Definisi pedagang dalam negeri dalam PMK ini merujuk pada pelaku usaha yang tinggal atau berkedudukan di Indonesia dan melakukan aktivitas PMSE baik melalui platform sendiri, platform milik pihak lain, maupun sistem elektronik lainnya. Atas penghasilan yang mereka terima melalui marketplace, dikenakan PPh Pasal 22 sebesar 0,5% dari peredaran bruto.

Sebagai contoh, jika seseorang membeli komputer seharga Rp8 juta melalui marketplace JB, dan turut menggunakan jasa asuransi dari PT YS seharga Rp50.000, maka marketplace JB wajib memungut PPh Pasal 22 sebesar Rp250 dari PT YS.

“Marketplace JB melakukan pemungutan PPh Pasal 22 kepada PT YS atas penghasilan dari jasa asuransi,” tegas Lampiran PMK 37/2025.

Siapa Saja Marketplace yang Wajib Memungut?

PMK ini juga menjadi dasar hukum bagi Direktorat Jenderal Pajak (DJP) untuk menunjuk penyelenggara PMSE sebagai pemungut PPh Pasal 22. Marketplace yang ditunjuk harus menggunakan rekening escrow (penampung sementara dana transaksi), serta memenuhi salah satu dari dua kriteria berikut:

• Memiliki nilai transaksi dengan pengguna jasa PMSE melebihi ambang batas tertentu dalam 12 bulan terakhir.

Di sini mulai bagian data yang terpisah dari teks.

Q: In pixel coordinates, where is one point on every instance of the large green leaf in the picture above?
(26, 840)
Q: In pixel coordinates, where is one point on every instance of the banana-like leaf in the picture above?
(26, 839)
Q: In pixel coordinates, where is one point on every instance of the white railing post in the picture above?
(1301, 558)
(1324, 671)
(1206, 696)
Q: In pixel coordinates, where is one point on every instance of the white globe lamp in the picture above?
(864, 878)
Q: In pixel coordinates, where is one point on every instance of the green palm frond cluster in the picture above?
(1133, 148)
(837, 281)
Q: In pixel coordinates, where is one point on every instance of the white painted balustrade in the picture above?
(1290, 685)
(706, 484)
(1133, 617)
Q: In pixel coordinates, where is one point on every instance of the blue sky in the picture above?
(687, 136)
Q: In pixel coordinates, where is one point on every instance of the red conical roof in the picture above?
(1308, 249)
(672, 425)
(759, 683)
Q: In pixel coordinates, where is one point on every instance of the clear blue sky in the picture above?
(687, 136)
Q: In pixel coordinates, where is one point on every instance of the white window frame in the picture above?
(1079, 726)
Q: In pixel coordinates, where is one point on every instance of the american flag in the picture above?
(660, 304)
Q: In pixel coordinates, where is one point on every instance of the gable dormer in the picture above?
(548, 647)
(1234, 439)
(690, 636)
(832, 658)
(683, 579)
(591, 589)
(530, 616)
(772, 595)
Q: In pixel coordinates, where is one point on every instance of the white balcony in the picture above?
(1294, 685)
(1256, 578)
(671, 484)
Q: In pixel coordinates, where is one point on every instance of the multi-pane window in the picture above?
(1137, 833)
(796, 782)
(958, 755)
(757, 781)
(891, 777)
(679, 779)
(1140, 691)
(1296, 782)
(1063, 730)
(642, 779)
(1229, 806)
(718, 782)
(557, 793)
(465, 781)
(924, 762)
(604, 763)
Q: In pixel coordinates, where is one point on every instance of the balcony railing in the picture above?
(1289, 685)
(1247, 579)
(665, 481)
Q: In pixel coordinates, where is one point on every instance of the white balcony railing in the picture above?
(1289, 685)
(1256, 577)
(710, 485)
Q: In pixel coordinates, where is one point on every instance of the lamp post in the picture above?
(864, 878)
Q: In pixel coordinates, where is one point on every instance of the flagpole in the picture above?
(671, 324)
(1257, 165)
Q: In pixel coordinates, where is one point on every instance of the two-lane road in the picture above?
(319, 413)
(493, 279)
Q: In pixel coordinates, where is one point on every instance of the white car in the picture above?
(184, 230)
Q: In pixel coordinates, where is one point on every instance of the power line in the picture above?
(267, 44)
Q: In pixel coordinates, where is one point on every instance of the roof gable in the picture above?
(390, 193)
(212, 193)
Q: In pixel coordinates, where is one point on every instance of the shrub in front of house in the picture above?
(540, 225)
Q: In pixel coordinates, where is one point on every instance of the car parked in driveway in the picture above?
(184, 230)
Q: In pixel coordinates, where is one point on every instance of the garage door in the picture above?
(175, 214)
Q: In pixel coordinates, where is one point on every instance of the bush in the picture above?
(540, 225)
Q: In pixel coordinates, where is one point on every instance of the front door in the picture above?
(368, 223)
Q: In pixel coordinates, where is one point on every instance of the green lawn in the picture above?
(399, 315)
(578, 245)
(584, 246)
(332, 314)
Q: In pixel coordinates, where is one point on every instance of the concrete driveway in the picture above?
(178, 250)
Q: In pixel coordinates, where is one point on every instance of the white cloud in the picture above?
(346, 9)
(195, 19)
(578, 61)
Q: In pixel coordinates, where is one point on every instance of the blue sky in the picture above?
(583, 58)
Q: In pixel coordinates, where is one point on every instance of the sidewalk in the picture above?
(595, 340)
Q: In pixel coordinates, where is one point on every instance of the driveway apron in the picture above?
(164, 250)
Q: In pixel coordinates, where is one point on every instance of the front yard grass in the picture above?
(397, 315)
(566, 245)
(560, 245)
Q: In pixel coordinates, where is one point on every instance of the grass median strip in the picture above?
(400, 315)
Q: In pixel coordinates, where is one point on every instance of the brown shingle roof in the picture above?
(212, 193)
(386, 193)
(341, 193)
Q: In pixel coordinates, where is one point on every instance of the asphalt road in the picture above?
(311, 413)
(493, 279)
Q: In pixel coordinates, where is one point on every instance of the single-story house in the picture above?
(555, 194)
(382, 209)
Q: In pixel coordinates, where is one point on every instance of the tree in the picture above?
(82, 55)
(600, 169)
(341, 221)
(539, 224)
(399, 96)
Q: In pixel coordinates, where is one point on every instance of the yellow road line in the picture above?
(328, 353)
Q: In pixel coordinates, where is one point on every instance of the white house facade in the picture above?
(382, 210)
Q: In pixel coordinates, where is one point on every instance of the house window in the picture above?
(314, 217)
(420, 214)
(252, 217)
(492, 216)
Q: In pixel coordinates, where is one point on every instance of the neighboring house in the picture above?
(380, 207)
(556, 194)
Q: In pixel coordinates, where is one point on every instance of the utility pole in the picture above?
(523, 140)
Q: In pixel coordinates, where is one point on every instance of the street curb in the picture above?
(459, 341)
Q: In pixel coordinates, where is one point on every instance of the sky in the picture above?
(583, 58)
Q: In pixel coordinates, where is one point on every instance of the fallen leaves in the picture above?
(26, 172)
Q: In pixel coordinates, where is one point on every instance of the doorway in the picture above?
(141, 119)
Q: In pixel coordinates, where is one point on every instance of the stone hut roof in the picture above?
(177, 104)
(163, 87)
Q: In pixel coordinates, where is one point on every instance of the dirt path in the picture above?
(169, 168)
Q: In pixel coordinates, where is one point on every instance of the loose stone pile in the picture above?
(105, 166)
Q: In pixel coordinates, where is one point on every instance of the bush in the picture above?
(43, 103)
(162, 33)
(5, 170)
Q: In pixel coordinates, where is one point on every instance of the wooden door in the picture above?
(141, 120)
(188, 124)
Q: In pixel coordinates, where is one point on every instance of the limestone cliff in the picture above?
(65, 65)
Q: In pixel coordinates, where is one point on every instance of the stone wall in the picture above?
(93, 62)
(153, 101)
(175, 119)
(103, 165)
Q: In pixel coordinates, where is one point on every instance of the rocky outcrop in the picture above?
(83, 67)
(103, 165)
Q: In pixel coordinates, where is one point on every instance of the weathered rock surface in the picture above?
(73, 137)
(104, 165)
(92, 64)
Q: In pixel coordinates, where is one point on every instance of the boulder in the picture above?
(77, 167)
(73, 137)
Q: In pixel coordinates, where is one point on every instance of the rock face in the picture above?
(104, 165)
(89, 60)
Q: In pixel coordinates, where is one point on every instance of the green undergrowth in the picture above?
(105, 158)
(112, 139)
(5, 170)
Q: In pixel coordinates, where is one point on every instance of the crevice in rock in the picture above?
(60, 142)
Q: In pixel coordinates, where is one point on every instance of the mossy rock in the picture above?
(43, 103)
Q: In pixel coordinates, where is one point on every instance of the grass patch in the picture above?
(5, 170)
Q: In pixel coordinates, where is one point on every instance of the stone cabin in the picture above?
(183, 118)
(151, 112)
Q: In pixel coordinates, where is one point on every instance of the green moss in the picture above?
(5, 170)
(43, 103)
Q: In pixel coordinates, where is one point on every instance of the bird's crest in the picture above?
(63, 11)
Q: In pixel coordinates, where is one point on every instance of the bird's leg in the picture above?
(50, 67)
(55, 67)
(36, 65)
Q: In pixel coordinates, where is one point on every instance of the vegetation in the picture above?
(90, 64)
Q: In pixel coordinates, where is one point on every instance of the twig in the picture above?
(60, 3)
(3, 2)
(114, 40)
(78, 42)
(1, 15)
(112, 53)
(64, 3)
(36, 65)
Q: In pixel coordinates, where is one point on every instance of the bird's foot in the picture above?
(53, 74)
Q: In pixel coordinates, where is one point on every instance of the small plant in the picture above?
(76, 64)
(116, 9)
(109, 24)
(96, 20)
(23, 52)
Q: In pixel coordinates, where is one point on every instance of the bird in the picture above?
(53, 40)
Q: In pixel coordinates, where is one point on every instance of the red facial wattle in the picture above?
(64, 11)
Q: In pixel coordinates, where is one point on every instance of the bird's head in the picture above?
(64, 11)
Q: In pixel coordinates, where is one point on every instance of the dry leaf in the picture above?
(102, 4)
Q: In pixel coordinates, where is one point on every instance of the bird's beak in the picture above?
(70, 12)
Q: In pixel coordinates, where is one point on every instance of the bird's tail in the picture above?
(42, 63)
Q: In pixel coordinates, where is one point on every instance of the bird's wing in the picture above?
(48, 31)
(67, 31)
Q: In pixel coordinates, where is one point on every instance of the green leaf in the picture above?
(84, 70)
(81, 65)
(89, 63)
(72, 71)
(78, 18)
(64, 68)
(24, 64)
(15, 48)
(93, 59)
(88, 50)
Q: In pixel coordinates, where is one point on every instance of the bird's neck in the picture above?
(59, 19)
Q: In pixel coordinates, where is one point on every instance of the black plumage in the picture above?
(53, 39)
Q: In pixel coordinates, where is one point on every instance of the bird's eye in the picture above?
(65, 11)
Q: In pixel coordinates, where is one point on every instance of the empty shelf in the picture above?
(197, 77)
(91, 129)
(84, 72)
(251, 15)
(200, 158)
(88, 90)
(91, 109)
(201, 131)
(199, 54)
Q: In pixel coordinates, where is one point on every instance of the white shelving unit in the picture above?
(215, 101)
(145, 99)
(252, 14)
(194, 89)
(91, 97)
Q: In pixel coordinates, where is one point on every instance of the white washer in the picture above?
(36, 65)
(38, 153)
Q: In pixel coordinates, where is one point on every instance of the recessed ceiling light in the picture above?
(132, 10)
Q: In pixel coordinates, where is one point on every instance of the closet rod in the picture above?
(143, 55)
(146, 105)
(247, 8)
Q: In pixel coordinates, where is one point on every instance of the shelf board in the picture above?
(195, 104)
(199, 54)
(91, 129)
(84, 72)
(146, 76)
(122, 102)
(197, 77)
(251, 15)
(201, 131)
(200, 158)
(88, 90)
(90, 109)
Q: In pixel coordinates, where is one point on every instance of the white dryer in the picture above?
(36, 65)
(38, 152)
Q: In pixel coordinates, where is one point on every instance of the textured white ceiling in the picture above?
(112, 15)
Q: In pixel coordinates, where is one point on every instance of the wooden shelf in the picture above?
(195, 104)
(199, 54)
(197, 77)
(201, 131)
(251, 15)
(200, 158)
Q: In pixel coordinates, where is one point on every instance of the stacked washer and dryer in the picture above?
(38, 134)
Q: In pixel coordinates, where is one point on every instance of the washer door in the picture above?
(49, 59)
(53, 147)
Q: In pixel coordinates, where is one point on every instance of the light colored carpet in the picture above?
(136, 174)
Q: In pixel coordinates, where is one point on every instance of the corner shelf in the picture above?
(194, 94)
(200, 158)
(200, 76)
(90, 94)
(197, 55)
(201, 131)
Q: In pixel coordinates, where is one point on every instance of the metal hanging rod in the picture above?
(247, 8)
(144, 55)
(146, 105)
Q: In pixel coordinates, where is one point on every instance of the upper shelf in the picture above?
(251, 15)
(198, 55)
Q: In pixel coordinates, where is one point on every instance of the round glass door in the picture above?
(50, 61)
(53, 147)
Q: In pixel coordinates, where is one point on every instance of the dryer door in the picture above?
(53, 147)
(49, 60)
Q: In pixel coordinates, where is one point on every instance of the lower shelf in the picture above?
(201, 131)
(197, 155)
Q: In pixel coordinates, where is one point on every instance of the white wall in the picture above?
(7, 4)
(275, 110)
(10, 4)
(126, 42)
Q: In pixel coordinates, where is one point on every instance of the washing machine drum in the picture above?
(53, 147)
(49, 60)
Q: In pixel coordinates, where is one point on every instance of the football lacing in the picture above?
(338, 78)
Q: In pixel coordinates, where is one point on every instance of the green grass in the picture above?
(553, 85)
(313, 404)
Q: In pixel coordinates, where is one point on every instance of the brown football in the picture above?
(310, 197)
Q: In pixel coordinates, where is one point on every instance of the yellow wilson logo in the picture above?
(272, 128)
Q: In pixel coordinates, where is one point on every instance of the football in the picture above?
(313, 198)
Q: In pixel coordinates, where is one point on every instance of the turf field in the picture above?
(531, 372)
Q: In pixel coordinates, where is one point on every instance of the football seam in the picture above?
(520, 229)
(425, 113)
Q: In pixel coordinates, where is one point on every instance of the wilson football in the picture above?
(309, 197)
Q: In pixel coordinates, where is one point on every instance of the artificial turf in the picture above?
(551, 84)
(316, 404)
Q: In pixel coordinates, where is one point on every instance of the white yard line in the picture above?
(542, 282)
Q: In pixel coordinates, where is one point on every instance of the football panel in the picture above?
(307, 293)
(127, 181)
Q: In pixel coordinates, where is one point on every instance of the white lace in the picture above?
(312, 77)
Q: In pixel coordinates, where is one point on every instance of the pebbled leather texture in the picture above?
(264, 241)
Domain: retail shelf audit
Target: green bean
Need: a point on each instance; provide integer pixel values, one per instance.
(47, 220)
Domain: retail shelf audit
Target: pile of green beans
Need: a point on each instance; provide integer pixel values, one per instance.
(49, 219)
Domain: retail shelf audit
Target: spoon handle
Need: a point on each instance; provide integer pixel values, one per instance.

• Memiliki jumlah trafik atau pengakses yang juga melampaui ambang batas dalam 12 bulan.

Batasan nilai transaksi dan trafik tersebut nantinya akan ditetapkan melalui peraturan Dirjen Pajak. Setelah itu, DJP akan menerbitkan keputusan resmi untuk menunjuk marketplace yang wajib melakukan pemungutan, penyetoran, dan pelaporan PPh Pasal 22.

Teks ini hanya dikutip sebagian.